When one or both parents are active duty SMs it presents unique challenges for crafting a custody and visitation arrangement.  There is a common misperception that the military will not allow a single SM to have primary custody of their minor children.  While it is true that a single parent cannot enlist in the military, a SM that becomes a single parent will not be discharged.  

    Often courts are likely to view military service as a negative when evaluating the best interests of the child because the potential for deployment and reassignment hinders the creation of a stable environment.  SMs in this situation must often go the extra mile to present benefits of living on/near base and have a plan in place for any geographic changes.

    If an SM is seeking visitation there is an increased chance that the visitation will become long distance if it is not already.  In these cases, it is recommended that there is both a “local” visitation schedule and a “long distance” visitation schedule.  Having both in place negates the need to re-litigate the issue later on if the SM is stationed farther away.  

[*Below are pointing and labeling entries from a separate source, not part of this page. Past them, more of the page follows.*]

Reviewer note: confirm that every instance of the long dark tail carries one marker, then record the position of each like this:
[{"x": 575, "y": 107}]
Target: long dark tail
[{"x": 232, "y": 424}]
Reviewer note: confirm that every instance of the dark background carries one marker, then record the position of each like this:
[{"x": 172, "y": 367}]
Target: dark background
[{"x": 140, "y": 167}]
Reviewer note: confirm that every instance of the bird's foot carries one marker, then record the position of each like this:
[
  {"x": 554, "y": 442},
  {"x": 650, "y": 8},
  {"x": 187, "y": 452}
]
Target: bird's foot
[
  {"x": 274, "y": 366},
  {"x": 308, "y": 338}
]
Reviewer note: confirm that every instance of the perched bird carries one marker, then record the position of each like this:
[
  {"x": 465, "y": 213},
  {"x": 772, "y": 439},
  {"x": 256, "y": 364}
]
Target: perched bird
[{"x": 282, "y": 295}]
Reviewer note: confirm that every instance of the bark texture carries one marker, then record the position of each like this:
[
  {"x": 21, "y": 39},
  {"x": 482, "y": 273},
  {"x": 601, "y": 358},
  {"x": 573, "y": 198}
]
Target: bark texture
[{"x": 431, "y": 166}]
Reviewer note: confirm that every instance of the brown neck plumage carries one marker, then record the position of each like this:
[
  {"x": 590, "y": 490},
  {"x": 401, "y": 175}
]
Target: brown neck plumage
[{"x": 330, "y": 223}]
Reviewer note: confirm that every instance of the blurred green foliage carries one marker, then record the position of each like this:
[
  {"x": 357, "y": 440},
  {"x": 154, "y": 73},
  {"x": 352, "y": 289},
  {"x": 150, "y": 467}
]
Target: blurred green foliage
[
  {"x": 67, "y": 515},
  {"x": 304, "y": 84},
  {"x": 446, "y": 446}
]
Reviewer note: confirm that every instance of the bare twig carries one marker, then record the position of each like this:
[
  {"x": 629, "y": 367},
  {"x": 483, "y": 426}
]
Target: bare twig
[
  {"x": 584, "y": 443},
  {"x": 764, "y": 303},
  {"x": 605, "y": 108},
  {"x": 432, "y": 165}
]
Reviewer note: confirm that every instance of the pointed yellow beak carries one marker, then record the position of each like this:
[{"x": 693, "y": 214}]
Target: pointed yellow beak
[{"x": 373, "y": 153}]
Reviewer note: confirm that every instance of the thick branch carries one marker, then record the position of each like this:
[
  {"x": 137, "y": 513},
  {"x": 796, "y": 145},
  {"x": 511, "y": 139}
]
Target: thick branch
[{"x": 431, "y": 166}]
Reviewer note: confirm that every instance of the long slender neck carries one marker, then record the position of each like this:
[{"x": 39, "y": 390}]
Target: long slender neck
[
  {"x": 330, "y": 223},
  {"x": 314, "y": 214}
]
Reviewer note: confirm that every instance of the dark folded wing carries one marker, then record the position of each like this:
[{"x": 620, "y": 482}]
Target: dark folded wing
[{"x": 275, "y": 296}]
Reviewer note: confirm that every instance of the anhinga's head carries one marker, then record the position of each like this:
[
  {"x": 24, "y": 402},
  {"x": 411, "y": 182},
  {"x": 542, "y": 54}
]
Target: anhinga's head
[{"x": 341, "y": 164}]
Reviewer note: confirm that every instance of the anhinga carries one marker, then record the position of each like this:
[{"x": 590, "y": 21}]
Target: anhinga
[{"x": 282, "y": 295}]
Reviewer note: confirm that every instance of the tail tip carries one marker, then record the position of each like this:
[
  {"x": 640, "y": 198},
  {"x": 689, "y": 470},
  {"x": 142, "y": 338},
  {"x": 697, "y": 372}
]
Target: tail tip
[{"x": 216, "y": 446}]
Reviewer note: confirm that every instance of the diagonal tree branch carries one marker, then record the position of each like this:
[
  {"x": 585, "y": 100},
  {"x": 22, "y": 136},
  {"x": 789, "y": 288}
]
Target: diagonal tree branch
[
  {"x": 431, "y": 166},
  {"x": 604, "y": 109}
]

    Regardless of whether the SM will be the primary custodian or have visitation, the military will require that they create a family care plan once they become a single parent.  The family care plan must identify a short-term and long-term caretaker, neither of whom can also be active duty SMs.  The family care plan will also have to include instructions for caring for the children, often medical and financial information is incorporated.  A FS may seek to have the family care plan incorporated into the final decree or a subsequent custody/visitation order if the issue of who would serve as caretaker is contentious.  

 

2.    Deployment

The deployment of the SM can present issues for even the most carefully crafted custody/visitation arrangement.  While the best solution is to contemplate a plan for deployment before it occurs, sometimes that is not possible.  Fortunately, Virginia has enacted the Virginia Military Parents Equal Protection Act (VMPEPA) to help SMs facing a deployment.  The VMPEPA applies to cases where there is an existing custody/visitation order and those where there is not an order in place.  

For cases with an order the court will temporarily modify the order using the deployment as the material change in circumstances.  The SM may delegate visitation to a family member (including a stepparent) that has a close and substantial relationship with the child.  The court can give the family member all or a portion of the deployed SM’s visitation.  In these cases, the court will also ensure that it re-hears the matter within 30 days of the SM returning from deployment.  

    If a SM is preparing to deploy and there is not a custody/visitation order in place the SM can file a petition that will be placed before others on the court’s docket.  Essentially, this is a right to an expedited hearing.  

    The VMPEPA also states that SMs can testify in custody/visitation matters by telephone or video conference if they are unable to appear due to deployment.